Traduit de l’anglais par Marcel Charbonnier

Les remarques formulées par A.B. Yehoshua lors du récent congrès du Comité Juif Américain a soulevé comme prévu une tempête sur les deux rives de l’Océan atlantique. En Israël, on a protesté : dire que les Israéliens seraient indifférents au sort des juifs de la diaspora est erroné. Aux Etats-Unis, on a dit que sans l’aide continue et le soutien indéfectible apporté à Israël, ce pays n’aurait pas survécu. Des deux côté, encore une fois et comme toujours, telles furent les habituelles réactions paternalistes. Nous savons ce qui est bon pour vous, d’ailleurs nous vous aidons. Sans nous, vous ne survivriez pas…

Mais les observations de Yehoshua, au sujet des relations entre Israël et la diaspora, aussi irritantes soient-elles, me dérangent bien moins que la manière dont il présenté sa propre identité : « Je suis Israélien », a-t-il dit. « La religion juive ne joue aucun rôle dans ma vie ; ce sont le territoire et la langue qui construisent mon identité ».

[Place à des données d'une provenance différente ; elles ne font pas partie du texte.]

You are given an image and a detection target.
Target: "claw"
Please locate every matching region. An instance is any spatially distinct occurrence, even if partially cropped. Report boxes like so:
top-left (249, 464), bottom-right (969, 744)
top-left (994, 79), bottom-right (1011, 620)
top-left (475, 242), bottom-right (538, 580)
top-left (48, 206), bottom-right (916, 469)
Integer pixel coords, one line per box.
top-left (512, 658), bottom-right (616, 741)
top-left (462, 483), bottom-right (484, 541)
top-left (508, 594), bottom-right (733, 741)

Une telle définition de l’identité équivaut à la répudiation du peuple juif, de l’héritage juif, de trois mille ans de culture, de créativité, de prières, de rituels, de traditions et de tout ce qui est subsumé par le terme « judaïsme », et elle montre une préférence pour la « nation » israélienne, qui « a surgi de la mer », voici un siècle. Pour Yehoshua – et beaucoup, beaucoup de gens en Israël – la seule chose qui importe, la seule chose qui soit existentielle et pertinente du point de vue juif, c’est ce qui se passe ici, en Israël ; tout ce qui se passe en-dehors d’Israël est considéré obsolète, condamné à disparaître. En affirmant cela, Yehoshua sape et affaiblit la justification de l’Etat d’Israël [sic].

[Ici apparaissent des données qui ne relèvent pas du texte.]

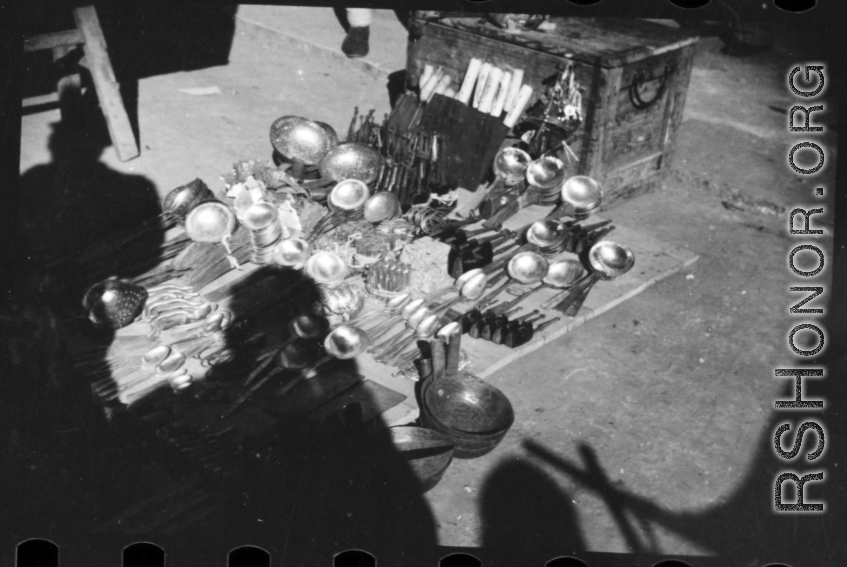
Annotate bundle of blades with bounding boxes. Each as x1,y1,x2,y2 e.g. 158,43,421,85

Le débat interne, entre nous, ici [en Israël], sur la question des frontières du pays, et la discussion sur la manière appropriée de réaliser la paix dans notre région, dérivent entièrement de l’assomption que l’Etat d’Israël a un droit à exister – moralement, légalement et historiquement. Cette assomption est confrontée à une remise en question constante. Les gens du Hamas tentent de la saper, comme le font bien d’autres dirigeants dans le monde palestinien et arabe. Et beaucoup d’intellectuels, dans le monde occidental, qui ont fait leur la narration arabe, qui voit en nous un reste anachronique d’un colonialisme suranné, s’efforcent eux aussi de miner cette assomption. Se dressant face à ces forces débilitantes, il y a la certitude, dont beaucoup de gens, dans le monde, que le peuple juif a droit à un Etat national, dans sa patrie historique. Nous pouvons remporter la bataille entre ces deux approches, à condition que nous mêmes, nous qui vivons à Sion, croyions et ressentions cela.

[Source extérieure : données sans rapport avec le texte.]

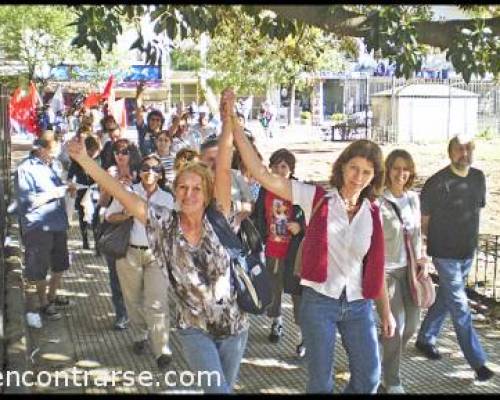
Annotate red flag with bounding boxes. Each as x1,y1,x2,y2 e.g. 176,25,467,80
9,82,40,134
83,93,101,108
101,75,115,99
108,99,127,129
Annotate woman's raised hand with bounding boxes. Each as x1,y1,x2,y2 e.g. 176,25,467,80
219,88,236,121
65,136,88,163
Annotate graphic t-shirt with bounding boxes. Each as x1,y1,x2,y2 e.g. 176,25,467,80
264,192,293,258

Les disciples ultra-orthodoxes du Gaon de Vilnius, qui immigra en Terre d’Israël au dix-huitième siècle, les sionistes socialistes, à la fin du dix-neuvième siècle, et les juifs assimilés de l’Union soviétique qui luttèrent pour conquérir leur droit à immigrer, à la fin du vingtième siècle, n’ont rien en commun entre eux, en ce qui concerne la manière dont ils perçoivent la tradition juive. Toutefois, tous se sont vus comme des partenaires dans la réalisation du même rêve ancestral, l’antique prière juive invoquant le retour en Terre d’Israël. Tous se sont vus comme appartenant à un peuple spécial, et se sont sentis concernés par le processus historique du retour à Sion. Cette persuasion fut la source de leur force et la seule garantie de leur succès.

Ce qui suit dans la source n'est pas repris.